IoT and business applications
Business uses for IoT include keeping track of customers, inventory, and the status of important components. Here are four industries that have been transformed by IoT:
- Oil and gas: Isolated drilling sites can be better monitored with IoT sensors than by human intervention.
- Agriculture: Granular data about crops growing in fields derived from IoT sensors can be used to increase yields.
- HVAC: Climate control systems across the country can be monitored by manufacturers.

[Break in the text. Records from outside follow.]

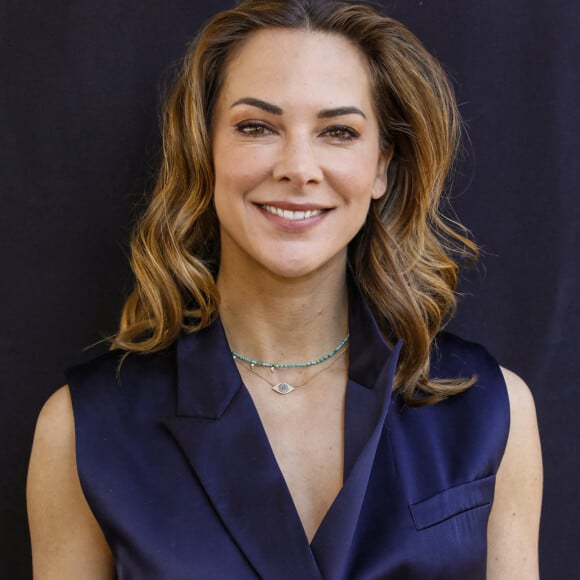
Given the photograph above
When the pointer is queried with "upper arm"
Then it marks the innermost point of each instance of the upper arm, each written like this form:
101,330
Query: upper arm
515,516
67,542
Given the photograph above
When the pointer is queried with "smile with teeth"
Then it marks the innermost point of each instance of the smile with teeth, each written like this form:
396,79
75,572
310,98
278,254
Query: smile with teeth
292,215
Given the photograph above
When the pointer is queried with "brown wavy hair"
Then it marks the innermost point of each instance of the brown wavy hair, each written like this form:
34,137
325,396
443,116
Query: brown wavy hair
405,258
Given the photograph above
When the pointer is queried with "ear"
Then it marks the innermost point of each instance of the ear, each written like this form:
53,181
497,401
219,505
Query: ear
380,184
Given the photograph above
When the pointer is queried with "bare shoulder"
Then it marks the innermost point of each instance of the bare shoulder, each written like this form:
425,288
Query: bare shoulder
66,539
515,517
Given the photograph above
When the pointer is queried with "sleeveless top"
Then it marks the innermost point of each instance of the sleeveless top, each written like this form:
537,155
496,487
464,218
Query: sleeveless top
176,467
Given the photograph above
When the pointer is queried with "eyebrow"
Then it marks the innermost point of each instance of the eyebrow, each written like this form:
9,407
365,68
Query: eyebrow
275,110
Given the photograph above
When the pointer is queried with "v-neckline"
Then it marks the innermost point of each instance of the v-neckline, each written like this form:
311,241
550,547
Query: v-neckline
220,432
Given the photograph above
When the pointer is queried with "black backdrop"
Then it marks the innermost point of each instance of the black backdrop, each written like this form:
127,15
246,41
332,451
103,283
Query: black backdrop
80,86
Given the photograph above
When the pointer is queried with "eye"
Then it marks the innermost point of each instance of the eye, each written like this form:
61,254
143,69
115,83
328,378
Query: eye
253,128
341,133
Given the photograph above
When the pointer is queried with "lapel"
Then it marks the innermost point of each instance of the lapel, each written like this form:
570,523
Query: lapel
371,371
219,431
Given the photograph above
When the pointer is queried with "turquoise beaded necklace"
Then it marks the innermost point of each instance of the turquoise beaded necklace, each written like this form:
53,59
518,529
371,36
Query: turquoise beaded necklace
310,363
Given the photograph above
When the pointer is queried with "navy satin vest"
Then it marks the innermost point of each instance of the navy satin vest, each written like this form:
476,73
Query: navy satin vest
177,469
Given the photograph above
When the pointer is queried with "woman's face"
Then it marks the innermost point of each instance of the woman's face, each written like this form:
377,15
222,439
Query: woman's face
296,153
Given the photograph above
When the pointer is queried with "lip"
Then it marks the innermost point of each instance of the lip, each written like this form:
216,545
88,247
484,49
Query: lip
302,219
291,206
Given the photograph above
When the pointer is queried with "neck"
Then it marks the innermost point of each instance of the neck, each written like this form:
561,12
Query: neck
282,320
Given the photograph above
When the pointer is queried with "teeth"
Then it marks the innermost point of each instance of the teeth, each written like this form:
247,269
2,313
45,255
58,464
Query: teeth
292,215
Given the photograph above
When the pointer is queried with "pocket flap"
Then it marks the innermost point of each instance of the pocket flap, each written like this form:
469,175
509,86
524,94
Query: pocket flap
452,501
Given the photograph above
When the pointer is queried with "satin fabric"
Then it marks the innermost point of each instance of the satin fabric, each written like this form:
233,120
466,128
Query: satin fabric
176,467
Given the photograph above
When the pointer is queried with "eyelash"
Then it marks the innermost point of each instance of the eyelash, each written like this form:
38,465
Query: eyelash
258,129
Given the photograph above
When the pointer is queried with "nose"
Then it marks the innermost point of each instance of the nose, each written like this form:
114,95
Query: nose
297,162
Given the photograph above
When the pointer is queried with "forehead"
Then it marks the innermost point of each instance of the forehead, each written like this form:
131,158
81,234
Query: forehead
286,64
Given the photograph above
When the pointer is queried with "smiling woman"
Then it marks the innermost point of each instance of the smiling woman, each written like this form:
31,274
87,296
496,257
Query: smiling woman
307,140
299,412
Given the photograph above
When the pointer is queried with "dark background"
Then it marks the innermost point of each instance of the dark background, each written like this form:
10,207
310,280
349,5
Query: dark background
80,86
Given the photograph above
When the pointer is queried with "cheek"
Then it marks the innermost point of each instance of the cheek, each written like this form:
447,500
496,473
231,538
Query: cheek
237,171
355,178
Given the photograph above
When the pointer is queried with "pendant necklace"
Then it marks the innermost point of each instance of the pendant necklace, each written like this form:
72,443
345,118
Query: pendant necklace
284,388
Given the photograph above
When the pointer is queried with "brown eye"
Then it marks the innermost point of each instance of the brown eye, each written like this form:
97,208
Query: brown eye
341,133
253,129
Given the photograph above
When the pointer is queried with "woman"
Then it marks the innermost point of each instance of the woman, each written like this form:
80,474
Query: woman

- Brick-and-mortar retail: Customers can be micro-targeted with offers on their phones as they linger in certain parts of a store.
More generally, enterprises are looking for IoT solutions that can help in four areas: energy use, asset tracking, security, and customer experience.
Industrial IoT
The IIoT is a subset of the Internet of Things made up of connected sensors and instrumentation for machinery in the transport, energy, and industrial sectors. The IIoT includes some of the most well-established sectors of the IoT market, including the descendants of some devices that predate the IoT moniker. IIoT devices are often longer-lived than most IoT endpoints – some remain in service for a decade or more – and as a result may use legacy, proprietary protocols and standards that make it difficult to move to modern platforms.
Consumer IoT
The move of IoT into consumer devices is more recent but much more visible to ordinary people. Connected devices range from fitness wearables that track our movements to internet-enabled thermometers. Probably the most prominent IoT consumer product is the home assistant, such as Amazon Alexa or Google Home.
IoT security and vulnerabilities
IoT devices have earned a bad reputation when it comes to security. PCs and smartphones are “general use” computers designed to last for years, with complex, user-friendly OSes that now have automated patching and security features built in.
IoT devices, by contrast, are often basic gadgets with stripped-down OSes. They are designed for individual tasks and minimal human interaction, and cannot be patched, monitored or updated. Because many IoT devices are ultimately running a version of Linux under the hood with various network ports available, they make tempting targets for hackers.
Perhaps nothing demonstrated this more than the Mirai botnet, which was created by a teenager telnetting into home security cameras and baby monitors that had easy-to-guess default passwords, and which ended up launching one of history’s largest DDoS attacks.